- A popular children’s clothing and toy e-commerce platform has exposed the sensitive PII of 700 thousand of its clients.
- The German shop named ‘Windeln’ was exposed to the ultimate level, as all internal network details and API login tokens were publicly available.
- The incident will invoke a GDPR investigation, and there is no way this will go by without a huge fine.
A German e-shop using the domains ‘windeln.de’ and ‘windeln.ch’ has leaked a hefty 6.4 TB of data online, which corresponds to more than six billion records that affect about 700,000 customers. The shop is selling baby and toddler products and is also engaged in large-scale cross-border e-commerce business operations between Europe and China. At the time of writing this, the “de” domain is offline, while the “ch” one is up, so this gives us an idea of where the jumble happened. Indeed, the researcher who discovered the dataset confirmed that the leaky server is located in France.

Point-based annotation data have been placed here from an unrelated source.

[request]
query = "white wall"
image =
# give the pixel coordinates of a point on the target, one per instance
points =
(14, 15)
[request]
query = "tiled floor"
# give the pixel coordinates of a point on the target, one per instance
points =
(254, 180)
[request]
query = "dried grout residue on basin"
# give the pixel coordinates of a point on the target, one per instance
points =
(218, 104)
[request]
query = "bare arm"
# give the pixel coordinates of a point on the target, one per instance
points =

This was a production server hosting an unprotected database that was storing data from May 24, 2020, including everything from API logs to customer details. More specifically, this is what was found by the researchers:
- Full names
- Email addresses
- Full postal addresses
- Telephone numbers
- IP addresses
- Windeln.de newsletter subscription mailing list
- Order and purchase details
- Payment methods (without payment information)
- Order invoices
- Information about users’ children including their names, dates of birth, and gender information
- Amazon OAuth API login tokens
- Authentication tokens
- Partial listings of hashed passwords
- Internal logs including various employee details
- Logs referring to sister site and brand Bebitus.com including website user account tokens
This is pretty revealing both for the clients and the company itself, as there are way too much sensitive data in there. The only thing that’s (thankfully) missing are the payment details, but besides that, the exposure is quite extensive. The question that arises now is, have any malicious actors access that data before the white-hat researchers did? This remains a question, but there are generally no signs that the data has been exfiltrated by anyone else.
Windeln is a relatively large firm that’s publicly listed on the Frankfurt stock exchange and had annual revenues of €82 million in 2019. Leaving their network exposed to hackers, infiltration, and takeover in such a way is embarrassing. If you have bought anything on windeln.de since May 2020, be careful with how you handle incoming emails, phone calls, and SMS. Phishing, scamming, social engineering, and spamming are all included in the spectrum of dire possibilities.
Finally, you should contact the company and ask for further details on the incident, and then also report it to your local data protection office. Since Windeln is a Munich-based company storing EU-people data on French-based servers, the GDPR “Sword of Damocles” is now hanging above its head and a substantial fine should be considered certain.